BOUCHARD Frédéric (2022)  Ici la Terre – dix aventures scientifiques
qui ont changé notre image du monde, aux éditions Multimondes, 156 p.

Professeur au département de géomatique appliquée à l’Université de Sherbrooke, Frédéric Bouchard nous raconte dans Ici la Terre – dix aventures scientifiques qui ont changé notre image du monde. Géologue de formation, spécialisé en géophysique il a eu l’opportunité d’aller faire des recherches à la Baie James dès son baccalauréat puis a poursuivi dans sa maitrise à l’exploration du pergélisol au Nunavik puis celui en Sibérie, dans le cadre de son post doctorat, en lien avec le projet Make our Planet great again.

Ce livre grand public, nous fait part de découvertes marquantes en Sciences de la Terre à travers dix aventures impliquant des scientifiques méconnus, pour la plupart d’entre nous.
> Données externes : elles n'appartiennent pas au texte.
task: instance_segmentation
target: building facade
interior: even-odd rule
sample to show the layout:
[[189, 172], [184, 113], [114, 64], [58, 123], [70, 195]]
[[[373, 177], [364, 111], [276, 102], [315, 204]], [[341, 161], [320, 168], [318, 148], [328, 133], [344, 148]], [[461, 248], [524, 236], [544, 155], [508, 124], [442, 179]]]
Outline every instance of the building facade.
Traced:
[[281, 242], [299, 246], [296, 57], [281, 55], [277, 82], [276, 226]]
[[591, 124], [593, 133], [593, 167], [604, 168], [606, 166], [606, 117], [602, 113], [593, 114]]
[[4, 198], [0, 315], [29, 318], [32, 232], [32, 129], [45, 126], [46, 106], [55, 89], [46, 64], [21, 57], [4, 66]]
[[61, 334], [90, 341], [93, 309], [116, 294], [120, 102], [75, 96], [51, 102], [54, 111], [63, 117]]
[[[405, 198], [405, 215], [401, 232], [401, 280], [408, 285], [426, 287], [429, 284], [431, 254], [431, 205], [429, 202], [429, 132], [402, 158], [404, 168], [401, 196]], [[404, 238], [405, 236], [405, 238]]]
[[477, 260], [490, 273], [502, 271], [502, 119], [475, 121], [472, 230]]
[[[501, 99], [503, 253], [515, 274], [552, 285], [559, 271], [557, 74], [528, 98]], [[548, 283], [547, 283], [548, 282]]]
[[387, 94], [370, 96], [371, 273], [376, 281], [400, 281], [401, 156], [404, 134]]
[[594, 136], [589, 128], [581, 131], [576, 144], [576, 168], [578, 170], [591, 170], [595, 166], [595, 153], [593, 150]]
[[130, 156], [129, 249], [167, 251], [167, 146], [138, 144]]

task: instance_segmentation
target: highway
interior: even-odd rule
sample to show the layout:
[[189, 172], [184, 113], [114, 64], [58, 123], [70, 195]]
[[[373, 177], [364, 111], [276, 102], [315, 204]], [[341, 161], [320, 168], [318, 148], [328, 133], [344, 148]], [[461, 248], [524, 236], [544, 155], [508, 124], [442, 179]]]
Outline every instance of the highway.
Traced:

Vulgarisé et rempli de fascinantes anecdotes, on retrouve dans Ici la Terre, d’inspirants personnages ayant joués un rôle important dans l’histoire des sciences. Chaque chapitre se termine d’ailleurs avec des références pour poursuivre la lecture sur le sujet. La méthode scientifique et la rigueur, dont ses chercheurs ont fait preuve, y sont aussi mis de l’avant tout au long du livre et comme on peut lire dans la préface « Un peu de culture géo-scientifique nous aiderait peut-être à dépasser ce sensationnalisme environnemental » faisant allusion que le poumon de la Terre serait plutôt les océans car la majorité de l’oxygène que l’on respire provient du plancton marin.
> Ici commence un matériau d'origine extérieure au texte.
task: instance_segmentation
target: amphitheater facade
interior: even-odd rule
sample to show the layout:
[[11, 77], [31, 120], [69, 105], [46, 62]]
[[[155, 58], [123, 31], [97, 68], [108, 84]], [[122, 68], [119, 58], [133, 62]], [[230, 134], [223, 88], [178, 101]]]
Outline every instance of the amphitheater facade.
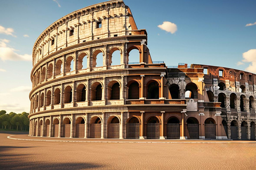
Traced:
[[29, 135], [255, 139], [255, 74], [167, 66], [152, 61], [147, 45], [122, 1], [51, 24], [33, 47]]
Dans quelques-uns des chapitres, Frédéric Bouchard revient sur le légendaire débat de la formation de la Terre qui, l’on sait aujourd’hui, remonte à 4,5 milliards d’années.  Il nous raconte de manière passionnante comment l’âge supposé de la Terre est passé de 6000 ans, voire précisément du 22 octobre 18h 40004 AEC selon un archevêque anglican, à plusieurs dizaines ou même centaines de millions d’années grâce aux observations de James Hutton à Siccar Point au XVIIIe en choisissant judicieusement cette citation de lui – « L’esprit semblait avoir le vertige en regardant si loin dans l’abîme du temps ». Notez que c’est un siècle et demi plus tard, grâce à Clair Patterson qu’on déterminera l’âge précis de la Terre soit 4,5 milliard d’années avec la datation absolue des roches à l’aide d’éléments radioactifs comme l’uranium.
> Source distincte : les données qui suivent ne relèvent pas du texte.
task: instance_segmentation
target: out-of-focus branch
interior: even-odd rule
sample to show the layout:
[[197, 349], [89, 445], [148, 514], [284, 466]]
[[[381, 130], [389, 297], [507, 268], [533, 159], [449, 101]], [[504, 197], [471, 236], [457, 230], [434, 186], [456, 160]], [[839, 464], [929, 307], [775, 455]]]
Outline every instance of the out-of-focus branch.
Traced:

Première rangée: Nicolas Stenon (1638-1686) et extrait de Canis carchariae dissectum caput tiré de Elementorum myologiae specimen de 1667 / William Smith (1769-1839) et une coupe transversale des différentes strates géologiques et altitudes relatives de sa première carte l’Angleterre, Pays de Galles et Écosse de 1815  Deuxième rangée :  Portrait de James Hutton (1726-1797) par Henry Raeburn de la Scottish National Portrait Gallery  / Dessin humoristique d’Alfred Wegener (1880-1930) pionnier de la dérive des continents par Gary Brown / Photographie de Marie Tharp (1920-2006) dans son bureau cartographiant la dorsale médio-océanique crédit : Granger historical picture.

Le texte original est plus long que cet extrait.